By Mike Kuchar
Senior Research Manager
Last spring, X&O Labs Senior Research Manager Mike Kuchar spent three days with Bud Foster and his defensive staff studying the Hokies Bear Package, which the Hokies used on 54 snaps to hand Ohio State University its only loss last season. While the entire Bear study can be found here. Coach Foster also spend some time talking to Kuchar about what many feel is one of his biggest strengths as a defensive coordinator, his in-game adjustment ability.
Mike Kuchar (MK): What do you work off of in the game to relay your calls?

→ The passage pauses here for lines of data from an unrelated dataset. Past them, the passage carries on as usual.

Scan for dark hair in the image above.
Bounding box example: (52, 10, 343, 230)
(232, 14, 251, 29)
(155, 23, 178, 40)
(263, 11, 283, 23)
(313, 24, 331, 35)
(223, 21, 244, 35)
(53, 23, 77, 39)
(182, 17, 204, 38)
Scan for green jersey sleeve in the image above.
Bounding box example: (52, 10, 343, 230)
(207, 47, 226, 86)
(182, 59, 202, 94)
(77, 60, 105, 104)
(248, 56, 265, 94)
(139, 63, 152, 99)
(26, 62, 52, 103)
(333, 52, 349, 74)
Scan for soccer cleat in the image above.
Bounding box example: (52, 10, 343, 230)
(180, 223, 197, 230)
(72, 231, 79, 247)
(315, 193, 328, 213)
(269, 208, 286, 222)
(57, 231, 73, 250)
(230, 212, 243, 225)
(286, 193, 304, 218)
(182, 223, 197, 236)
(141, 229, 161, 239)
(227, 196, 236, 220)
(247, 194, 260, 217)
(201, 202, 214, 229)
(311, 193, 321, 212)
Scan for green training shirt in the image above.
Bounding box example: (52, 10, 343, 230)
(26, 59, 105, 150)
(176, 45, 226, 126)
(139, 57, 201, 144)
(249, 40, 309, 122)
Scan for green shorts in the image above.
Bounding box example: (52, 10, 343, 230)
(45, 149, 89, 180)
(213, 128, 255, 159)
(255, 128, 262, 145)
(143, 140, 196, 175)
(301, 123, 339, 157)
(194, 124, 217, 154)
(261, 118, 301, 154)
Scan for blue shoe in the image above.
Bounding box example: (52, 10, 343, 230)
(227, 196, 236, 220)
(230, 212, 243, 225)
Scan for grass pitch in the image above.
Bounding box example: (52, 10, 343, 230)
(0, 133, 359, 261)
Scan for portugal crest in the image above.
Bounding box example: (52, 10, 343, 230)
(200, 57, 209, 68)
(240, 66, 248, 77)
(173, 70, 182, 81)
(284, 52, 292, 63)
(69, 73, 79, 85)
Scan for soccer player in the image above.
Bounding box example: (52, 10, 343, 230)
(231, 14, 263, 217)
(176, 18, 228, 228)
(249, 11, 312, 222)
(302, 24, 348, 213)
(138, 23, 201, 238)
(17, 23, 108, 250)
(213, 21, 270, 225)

Bud Foster (BF): I have my call sheet which as the following components:
- First and ten to start a drive
- First and ten within a drive
- Second down and 11 or more
- Second and 7-10
- Second and 6 or less (which is just like first and ten)
- Third down variables by separating run vs. pass tendencies
- Third down and two or less
- Third and medium which is 3-6 yards
- Third and long
- What do they do after a first down run of three yards or less
- What do they do after a first down incompletion
- What do they do after an explosive play
I got that down on my sheet. But let’s say you got an offensive coordinator who likes to run nakeds on first and ten to start. After each series, I write down the plays they ran to see if they are starting with what I studied. Is he staying on track or is he changing? I’ve been doing it long enough where if he has a little wrinkle in somewhere, he is probably doing something to counter off of it, like a naked. If he is going to run naked on one of his big naked downs and he hasn’t run it on the first two first and tens, I’m probably going to bring pressure the third time. You’re playing the odds.
MK: What is something about first down that has recently changed in tendencies?
BF: Nowadays you’re getting coordinators who are 50/50 (run/pass) in early downs like first and ten. Sometimes you get guys that are 70/30 and then I get excited because it’s a tendency. But if you get 60/40 or 65/35, I consider that to be 50/50.